Schlussgong: Indiens Goldhunger sorgt für neues Allzeithoch

Die Aktienmärkte bleiben weiter unberechenbar. Während es in Europa tagsüber sehr starke Verluste gab, zeigte sich die Wall Street deutlich robuster. S&P 500 und Nasdaq legten sogar gegen den negativen Gesamttrend zu.

Für einen Stimmungsdämpfer hatten im frühen Handel die europäischen Banken gesorgt. Die UBS musste erneut hohe Verluste beichten und die Royal Bank of Scotland (RBS) benötigt eine weitere Milliardenspritze vom Staat. Als dann auch noch BMW relativ schwache Quartalszahlen lieferte, gerieten auch noch die Auto-Werte unter Druck. BMW, Daimler, Commerzbank und Deutsche Bank gehörten dann auch zu den Tagesverlierern im DAX.

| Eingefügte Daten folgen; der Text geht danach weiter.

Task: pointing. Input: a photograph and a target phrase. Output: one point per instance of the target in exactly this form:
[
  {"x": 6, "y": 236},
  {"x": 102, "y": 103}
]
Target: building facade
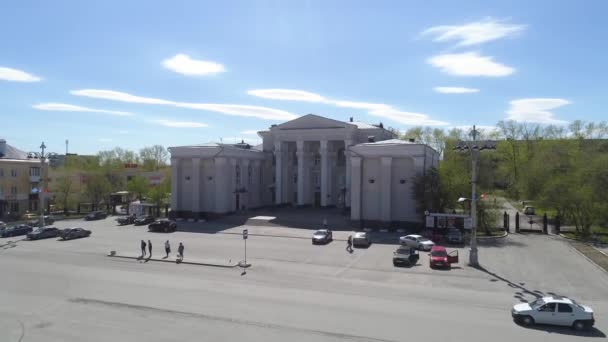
[
  {"x": 309, "y": 161},
  {"x": 19, "y": 182}
]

Goldpreis steigt auf 1.085 USD je Unze

Es gab am heutigen Tag allerdings auch einen strahlenden Sieger: Der Goldpreis hat überraschend ein neues Rekordhoch erreicht. Die alte Marke von 1.070 USD je Feinunze (31,1 Gramm) wurde deutlich übertroffen. In der Spitze notierte der Goldpreis bei rund 1.085 USD. Überraschend war an dieser Entwicklung, dass ein neuer Rekord erreicht wurde, obwohl sich der USD heute fest präsentiert hat. Wie im Schlussgong vom 29. Oktober beschrieben, gewinnt Gold oft an Wert, wenn die US-Währung schwächelt. Dieser Rückenwind war heute jedoch nicht nötig. Bei einem USD-Kurs von 1,50 USD je Euro hätten wir heute wahrscheinlich schon Preise von deutlich über 1.100 USD erlebt.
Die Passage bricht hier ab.